Houston, we have a problem.
Trying to create a new table with cqlsh on an existing Cassandra (v2.1.3) keyspace results in:
ServerError:
<ErrorMessage code=0000 [Server error] message="java.lang.RuntimeException:
java.util.concurrent.ExecutionException:
java.lang.RuntimeException:
org.apache.cassandra.exceptions.ConfigurationException: Column family ID mismatch (found e8c03790-c952-11e4-a753-5981ea73cd7c; expected e8b14370-c952-11e4-a844-8f10bfb9c386)">
After the first create attempt, trying once more will result in:
AlreadyExists: Table 'ks.metrics' already exists
But retrieving the list of existing tables for the keyspace desc tables; will not report the new table.
The issue seems related to Cassandra-8387 except that there's only one client trying to create the table: cqlsh
We do have a bunch of Spark jobs that will create the keyspaces and tables at startup, potentially doing this in parallel. Would this render the keyspace corrupt?
Creating a new keyspace and adding a table to it works as expected.
Any ideas?
UPDATE
Found a workaround: issue a repair on the keyspace and the tables will appear (desc tables) and are also functional.
Short answer: They have a race condition, which they think they resolved in 1.1.8...
Long answer:
I get that error all the time on one of my clusters. I have test machines that have really slow hard drives and creating one or two tables is enough to get the error when I have 4 nodes on two separate computers.
Below I have a copy of the stack trace from my Cassandra 3.7 installation.

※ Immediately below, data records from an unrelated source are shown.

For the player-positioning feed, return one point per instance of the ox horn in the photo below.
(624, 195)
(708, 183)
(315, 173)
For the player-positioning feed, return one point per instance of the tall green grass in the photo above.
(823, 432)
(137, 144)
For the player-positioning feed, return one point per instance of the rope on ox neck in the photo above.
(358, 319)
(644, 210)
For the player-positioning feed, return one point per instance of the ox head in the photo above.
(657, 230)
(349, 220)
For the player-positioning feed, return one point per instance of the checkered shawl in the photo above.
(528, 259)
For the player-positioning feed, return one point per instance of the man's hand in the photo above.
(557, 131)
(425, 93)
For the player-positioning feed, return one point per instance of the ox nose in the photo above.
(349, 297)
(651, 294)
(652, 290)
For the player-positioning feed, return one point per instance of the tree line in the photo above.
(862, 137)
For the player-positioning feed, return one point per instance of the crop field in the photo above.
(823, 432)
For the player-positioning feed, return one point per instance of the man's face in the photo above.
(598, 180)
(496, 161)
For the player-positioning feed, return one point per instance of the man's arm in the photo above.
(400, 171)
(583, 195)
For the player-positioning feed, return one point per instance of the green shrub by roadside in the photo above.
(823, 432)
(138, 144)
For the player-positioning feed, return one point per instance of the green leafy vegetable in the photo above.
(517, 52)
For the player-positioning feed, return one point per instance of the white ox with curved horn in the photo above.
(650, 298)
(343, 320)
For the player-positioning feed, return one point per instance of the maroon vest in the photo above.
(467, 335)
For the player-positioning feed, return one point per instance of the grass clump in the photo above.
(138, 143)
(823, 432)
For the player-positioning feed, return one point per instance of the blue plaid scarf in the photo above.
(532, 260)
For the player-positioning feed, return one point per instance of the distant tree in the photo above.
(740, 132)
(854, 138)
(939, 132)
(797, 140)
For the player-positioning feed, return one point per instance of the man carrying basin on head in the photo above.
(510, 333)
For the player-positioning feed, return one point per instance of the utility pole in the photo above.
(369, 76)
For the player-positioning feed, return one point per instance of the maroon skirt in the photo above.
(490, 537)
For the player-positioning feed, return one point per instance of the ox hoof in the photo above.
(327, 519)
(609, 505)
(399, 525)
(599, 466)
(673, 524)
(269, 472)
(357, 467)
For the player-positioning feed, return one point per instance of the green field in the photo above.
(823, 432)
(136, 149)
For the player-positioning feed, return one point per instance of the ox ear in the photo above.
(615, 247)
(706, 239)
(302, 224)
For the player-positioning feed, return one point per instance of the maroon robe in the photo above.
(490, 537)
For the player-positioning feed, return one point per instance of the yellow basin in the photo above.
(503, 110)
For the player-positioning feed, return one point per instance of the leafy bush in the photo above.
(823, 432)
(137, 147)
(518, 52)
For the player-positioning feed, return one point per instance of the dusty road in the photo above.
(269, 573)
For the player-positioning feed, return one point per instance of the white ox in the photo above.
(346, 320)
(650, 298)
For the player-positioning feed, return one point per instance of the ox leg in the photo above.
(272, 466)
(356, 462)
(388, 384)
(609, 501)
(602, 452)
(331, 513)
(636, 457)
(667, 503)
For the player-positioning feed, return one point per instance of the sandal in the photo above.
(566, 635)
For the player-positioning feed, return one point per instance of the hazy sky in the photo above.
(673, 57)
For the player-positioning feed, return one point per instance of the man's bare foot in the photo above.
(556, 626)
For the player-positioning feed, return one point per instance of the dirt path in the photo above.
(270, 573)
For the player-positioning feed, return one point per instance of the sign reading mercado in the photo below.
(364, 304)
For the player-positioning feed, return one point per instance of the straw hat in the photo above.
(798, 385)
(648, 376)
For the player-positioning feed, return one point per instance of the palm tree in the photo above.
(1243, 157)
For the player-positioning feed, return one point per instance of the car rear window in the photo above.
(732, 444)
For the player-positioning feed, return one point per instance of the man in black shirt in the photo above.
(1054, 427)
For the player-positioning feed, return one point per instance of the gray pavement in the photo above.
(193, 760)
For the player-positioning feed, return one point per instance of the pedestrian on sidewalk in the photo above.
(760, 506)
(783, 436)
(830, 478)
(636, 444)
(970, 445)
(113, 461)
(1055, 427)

Although your version was 2.1.3, I would be surprised that this part of the code changed that much.
As we can see, the exception happens in the validateCompatibility() function. This requires that the new and old versions of the MetaData have these equal:
ksName (keyspace name)
cfName (columnfamily name)
cfId (columnfamily UUID)
flags (isSuper, isCounter, isDense, isCompound)
comparator (key sorting comparator)
If any one of these values do not match between the old and new meta data, then the process raises an exception. In our case, the cfId values are different.
Going up the stack, we have the apply() which calls validateCompatibility() immediately.
Next we have updateTable(). Similarly, it calls apply() nearly immediately. First it calls the getCFMetaData() to retrieve the current column family data ("old") that is going to be compared against the new data.
Next we see updateKeyspace(). That function calculates a diff to know what changed. Then it saves that in each type of data. Table is 2nd after Type...
Before that they have the mergeSchema() which calculates what changed at the Keyspace level. It then drops keyspaces that were deleted and generate new keyspaces for those that were updated (and for new keyspaces). Finally, they loop over the new keyspaces calling updateKeyspace() for each one of them.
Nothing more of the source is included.